I then worked on the hands and clothes; you could either do these both on one layer, or each one on a separate layer, on top of the sketch. After finishing all that up, the sketch was then not really visible. The sketch layer was therefore hidden and everything else was merged into one layer. You should always merge layers together when you have finish your work on every layer - that way you can save a huge amount of calculating capacity. However, in order to have some kind of backup, I saved jpegs for this piece every couple steps - but that's up to you.
The background needed to support the picture whilst not becoming a key focal point. The colouring had to be bright and strong to achieve for the whole scene that summery look which I described earlier.
I started with a rough, green area that was to later on display trees and bushes (Fig13).

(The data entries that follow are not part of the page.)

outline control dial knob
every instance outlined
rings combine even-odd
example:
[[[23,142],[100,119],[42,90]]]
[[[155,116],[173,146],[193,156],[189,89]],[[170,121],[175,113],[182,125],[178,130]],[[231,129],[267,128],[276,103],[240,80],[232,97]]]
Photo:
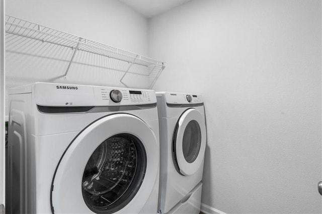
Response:
[[[119,90],[112,90],[110,92],[110,97],[115,102],[120,102],[122,100],[123,95],[122,92]]]
[[[187,100],[188,102],[190,102],[191,100],[192,100],[192,98],[191,98],[191,96],[190,96],[190,95],[188,94],[186,96],[186,97],[187,97]]]

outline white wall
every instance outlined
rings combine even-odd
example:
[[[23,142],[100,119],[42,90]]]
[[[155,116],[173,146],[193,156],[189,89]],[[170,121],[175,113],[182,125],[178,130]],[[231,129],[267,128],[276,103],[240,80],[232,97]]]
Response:
[[[141,55],[146,56],[148,52],[147,20],[117,0],[9,0],[6,7],[6,14],[12,16]],[[9,38],[12,35],[7,36],[7,88],[35,81],[124,86],[118,81],[123,72],[105,68],[114,67],[125,71],[129,65],[126,62],[120,63],[78,51],[74,61],[104,68],[73,64],[68,79],[64,80],[63,75],[73,50],[41,42],[26,44],[24,39],[13,43],[12,38],[14,37]],[[47,57],[25,54],[30,52]],[[55,60],[49,59],[49,57]]]
[[[318,1],[193,1],[149,20],[167,62],[154,89],[204,97],[204,204],[322,212],[321,24]]]

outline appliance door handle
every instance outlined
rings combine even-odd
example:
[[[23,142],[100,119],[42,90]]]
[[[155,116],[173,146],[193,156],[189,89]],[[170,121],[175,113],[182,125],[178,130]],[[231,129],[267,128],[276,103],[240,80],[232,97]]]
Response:
[[[322,195],[322,181],[319,182],[317,184],[317,190],[318,190],[318,193]]]

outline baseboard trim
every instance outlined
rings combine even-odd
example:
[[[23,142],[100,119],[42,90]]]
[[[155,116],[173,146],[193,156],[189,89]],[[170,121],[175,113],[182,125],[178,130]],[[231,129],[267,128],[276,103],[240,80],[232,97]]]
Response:
[[[226,214],[226,213],[218,210],[217,209],[215,209],[210,206],[208,206],[207,204],[205,204],[203,203],[201,203],[201,211],[205,214]]]

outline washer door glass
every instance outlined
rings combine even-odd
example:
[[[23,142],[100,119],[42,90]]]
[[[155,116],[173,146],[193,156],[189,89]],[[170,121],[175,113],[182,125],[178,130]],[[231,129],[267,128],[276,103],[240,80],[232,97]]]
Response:
[[[185,159],[188,163],[192,163],[196,160],[200,150],[201,132],[198,122],[195,120],[190,121],[183,134],[182,151]]]
[[[114,213],[132,200],[146,169],[141,141],[129,134],[108,138],[93,153],[85,167],[82,188],[88,207],[96,213]]]

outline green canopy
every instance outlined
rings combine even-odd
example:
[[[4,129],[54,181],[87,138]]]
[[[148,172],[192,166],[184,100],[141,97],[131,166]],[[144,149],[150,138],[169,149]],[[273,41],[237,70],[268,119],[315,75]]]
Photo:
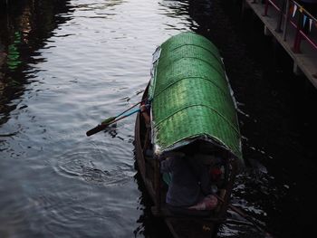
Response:
[[[235,102],[211,42],[194,33],[169,38],[153,54],[151,73],[149,96],[156,154],[199,138],[242,159]]]

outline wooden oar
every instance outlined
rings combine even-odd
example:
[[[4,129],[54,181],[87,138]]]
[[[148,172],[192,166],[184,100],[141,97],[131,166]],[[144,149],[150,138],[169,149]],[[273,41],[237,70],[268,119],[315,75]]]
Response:
[[[130,110],[134,107],[138,106],[139,103],[142,103],[144,100],[142,100],[141,101],[139,101],[138,103],[134,104],[133,106],[130,107],[129,109],[127,109],[126,110],[122,111],[121,113],[120,113],[119,115],[115,116],[115,117],[110,117],[110,118],[105,119],[104,120],[101,121],[101,124],[107,124],[107,123],[111,122],[112,120],[116,119],[120,116],[122,116],[128,110]]]
[[[137,105],[138,105],[138,104],[137,104]],[[113,123],[115,123],[115,122],[117,122],[117,121],[119,121],[119,120],[120,120],[120,119],[125,119],[125,118],[127,118],[127,117],[129,117],[129,116],[130,116],[130,115],[136,113],[136,112],[139,112],[139,111],[140,111],[140,109],[136,109],[132,110],[131,112],[130,112],[130,113],[128,113],[128,114],[125,114],[125,115],[121,116],[121,117],[120,117],[120,118],[117,118],[117,119],[114,118],[114,119],[112,119],[112,120],[109,120],[109,119],[105,119],[105,120],[103,120],[103,121],[101,122],[101,124],[99,124],[97,127],[95,127],[95,128],[93,128],[93,129],[88,130],[88,131],[86,132],[86,136],[87,136],[87,137],[90,137],[90,136],[91,136],[91,135],[93,135],[93,134],[96,134],[97,132],[100,132],[100,131],[105,129],[108,126],[110,126],[110,125],[111,125],[111,124],[113,124]],[[122,113],[120,113],[120,115],[122,115]],[[106,121],[106,120],[108,120],[108,122],[105,123],[104,121]]]
[[[214,195],[216,196],[216,198],[220,202],[225,203],[225,201],[224,201],[224,199],[222,197],[220,197],[217,195]],[[255,221],[254,218],[252,218],[250,215],[247,215],[242,210],[240,210],[239,208],[234,206],[233,205],[228,204],[228,207],[230,208],[231,211],[238,214],[239,215],[244,217],[245,220],[247,220],[250,223],[252,223],[257,230],[259,230],[260,232],[264,232],[265,233],[265,238],[273,238],[273,235],[266,231],[266,228],[264,227],[263,224],[261,224],[258,222]]]
[[[95,128],[90,129],[89,131],[87,131],[86,132],[87,137],[90,137],[90,136],[91,136],[93,134],[96,134],[97,132],[100,132],[101,130],[102,130],[105,128],[107,128],[109,125],[118,121],[119,119],[117,119],[120,116],[123,115],[124,113],[126,113],[127,111],[130,110],[131,109],[133,109],[134,107],[138,106],[139,104],[142,103],[145,100],[146,100],[146,99],[142,100],[141,101],[139,101],[138,103],[134,104],[133,106],[130,107],[129,109],[127,109],[126,110],[122,111],[121,113],[120,113],[119,115],[115,116],[115,117],[110,117],[110,118],[105,119],[97,127],[95,127]]]

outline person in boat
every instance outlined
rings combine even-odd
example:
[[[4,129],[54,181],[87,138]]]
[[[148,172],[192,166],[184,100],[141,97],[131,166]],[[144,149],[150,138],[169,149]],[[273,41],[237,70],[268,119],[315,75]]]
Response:
[[[141,115],[144,119],[144,121],[145,121],[145,125],[147,127],[149,126],[149,122],[150,122],[150,118],[149,118],[149,104],[141,104],[141,106],[139,107],[139,109],[140,109],[140,112],[141,112]]]
[[[171,208],[213,210],[217,198],[211,189],[209,168],[194,157],[193,151],[189,147],[185,153],[168,152],[160,162],[161,172],[171,176],[166,203]]]

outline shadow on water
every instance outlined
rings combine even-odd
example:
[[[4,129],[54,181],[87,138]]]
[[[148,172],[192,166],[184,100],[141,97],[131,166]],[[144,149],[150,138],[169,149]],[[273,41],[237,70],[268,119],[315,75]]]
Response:
[[[45,46],[59,24],[69,20],[59,14],[71,11],[67,0],[7,2],[0,2],[0,126],[16,109],[12,101],[33,81],[32,74],[26,77],[32,70],[29,65],[43,61],[36,51]]]

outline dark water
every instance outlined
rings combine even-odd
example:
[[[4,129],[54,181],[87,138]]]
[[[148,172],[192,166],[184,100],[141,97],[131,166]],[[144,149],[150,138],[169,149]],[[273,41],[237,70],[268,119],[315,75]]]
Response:
[[[274,237],[315,233],[316,90],[235,0],[0,3],[0,237],[170,237],[134,167],[133,116],[157,45],[218,46],[239,107],[245,171],[233,204]],[[19,2],[17,4],[17,2]],[[265,237],[232,212],[219,237]]]

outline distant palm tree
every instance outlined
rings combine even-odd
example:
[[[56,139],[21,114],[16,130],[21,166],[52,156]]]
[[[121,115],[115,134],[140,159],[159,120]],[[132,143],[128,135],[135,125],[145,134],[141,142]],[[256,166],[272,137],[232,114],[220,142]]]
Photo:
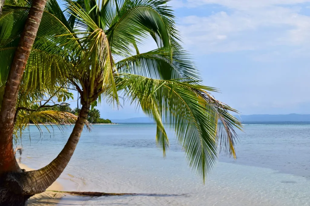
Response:
[[[100,118],[100,112],[97,109],[93,108],[88,113],[88,121],[91,124],[94,123],[94,121],[96,121]]]
[[[235,157],[234,128],[241,124],[229,112],[236,111],[211,95],[210,92],[216,89],[201,84],[194,64],[179,43],[168,1],[66,1],[65,14],[55,0],[48,2],[34,45],[34,59],[27,65],[51,65],[61,70],[59,78],[67,79],[78,91],[82,107],[77,110],[78,117],[67,143],[55,159],[38,170],[12,175],[10,179],[19,187],[17,195],[39,193],[50,185],[73,154],[91,106],[104,99],[117,106],[120,95],[154,120],[156,143],[164,156],[169,147],[164,123],[174,129],[189,165],[204,180],[215,161],[218,146]],[[15,15],[11,23],[16,36],[15,30],[22,26],[17,19],[23,19],[28,9],[4,8]],[[148,36],[157,48],[141,53],[139,48]],[[7,42],[0,62],[15,43]]]

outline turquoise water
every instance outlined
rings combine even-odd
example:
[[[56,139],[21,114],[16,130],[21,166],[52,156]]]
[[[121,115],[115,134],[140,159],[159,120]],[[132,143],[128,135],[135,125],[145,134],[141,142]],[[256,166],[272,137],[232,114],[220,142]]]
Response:
[[[189,168],[173,133],[163,158],[156,147],[155,125],[148,124],[95,125],[84,131],[59,181],[65,190],[157,195],[93,198],[87,205],[310,205],[310,124],[244,127],[237,159],[220,155],[205,185]],[[22,163],[45,166],[72,129],[49,128],[51,134],[43,128],[40,135],[30,126],[31,141],[25,132]]]

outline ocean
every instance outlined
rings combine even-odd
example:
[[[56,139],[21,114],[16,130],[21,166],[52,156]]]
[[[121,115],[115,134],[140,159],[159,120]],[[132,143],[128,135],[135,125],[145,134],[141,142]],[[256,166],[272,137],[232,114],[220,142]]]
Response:
[[[65,191],[134,193],[134,196],[64,197],[59,205],[310,205],[310,124],[245,124],[237,159],[220,154],[205,184],[187,164],[173,132],[164,159],[153,124],[95,125],[83,131],[58,179]],[[24,132],[21,160],[48,164],[72,130],[35,126]],[[20,144],[20,142],[19,143]],[[74,204],[72,204],[74,202]]]

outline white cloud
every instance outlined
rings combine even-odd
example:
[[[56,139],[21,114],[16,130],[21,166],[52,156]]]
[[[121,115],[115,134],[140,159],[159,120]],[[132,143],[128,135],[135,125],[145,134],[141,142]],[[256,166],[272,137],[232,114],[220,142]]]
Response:
[[[179,28],[188,47],[206,53],[279,45],[310,48],[310,16],[301,14],[300,8],[294,5],[277,5],[306,2],[310,0],[179,1],[179,5],[216,3],[233,9],[229,13],[223,11],[206,16],[179,18]]]
[[[223,40],[227,39],[227,36],[225,35],[218,35],[216,36],[216,38],[218,39]]]
[[[173,0],[172,4],[179,6],[197,7],[215,4],[240,10],[278,5],[293,5],[310,2],[310,0]]]

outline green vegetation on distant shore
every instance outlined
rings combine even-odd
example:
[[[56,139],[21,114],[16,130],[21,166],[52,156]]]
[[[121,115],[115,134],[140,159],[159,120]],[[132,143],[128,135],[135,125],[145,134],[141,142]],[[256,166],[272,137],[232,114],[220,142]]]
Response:
[[[42,111],[59,111],[71,113],[76,115],[78,115],[80,109],[76,107],[74,109],[72,109],[69,106],[69,104],[63,104],[60,105],[55,105],[54,106],[50,106],[51,107],[46,107],[42,108],[41,110]],[[36,122],[45,122],[48,121],[47,119],[42,119],[42,118],[38,117],[37,119],[40,119],[35,120]],[[108,119],[104,119],[100,118],[100,112],[97,109],[93,108],[88,113],[87,120],[90,123],[92,124],[112,124],[112,122]],[[40,121],[39,121],[39,120]],[[34,123],[33,120],[29,120],[29,123],[33,124]],[[74,123],[74,121],[73,121],[72,124]]]

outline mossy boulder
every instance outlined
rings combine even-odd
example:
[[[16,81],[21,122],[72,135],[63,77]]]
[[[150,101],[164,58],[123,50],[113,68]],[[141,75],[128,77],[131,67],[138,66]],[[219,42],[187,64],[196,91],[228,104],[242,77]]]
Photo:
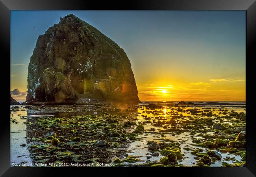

I filled this area with darker and lighter shades of green; using a brush I created myself very easily (Fig14; see Fig15 for the settings).
Finally, I erased some parts of the edge of the green area using the same brush as before. To achieve depth of field I used the Gaussian blur filter on the trees (Fig16). Behind those trees a Ferris Wheel was depicted to signify the name and action of the picture. Of course, the Gaussian blur also had to be applied here.
The lowest layer held the sky and a few clouds. Both were sketched only roughly.
I can never really stop working on a character - there is always something to improve or change. A useful way to do this is to create a "correction-layer". On that I can then, for example, change the light beam in the corner of an eye, or change how the T-shirt falls. For a nice finish I gave her a hair band with green dice, which creates a nice contrast to her red hair (Fig17; see Fig18 for the final result).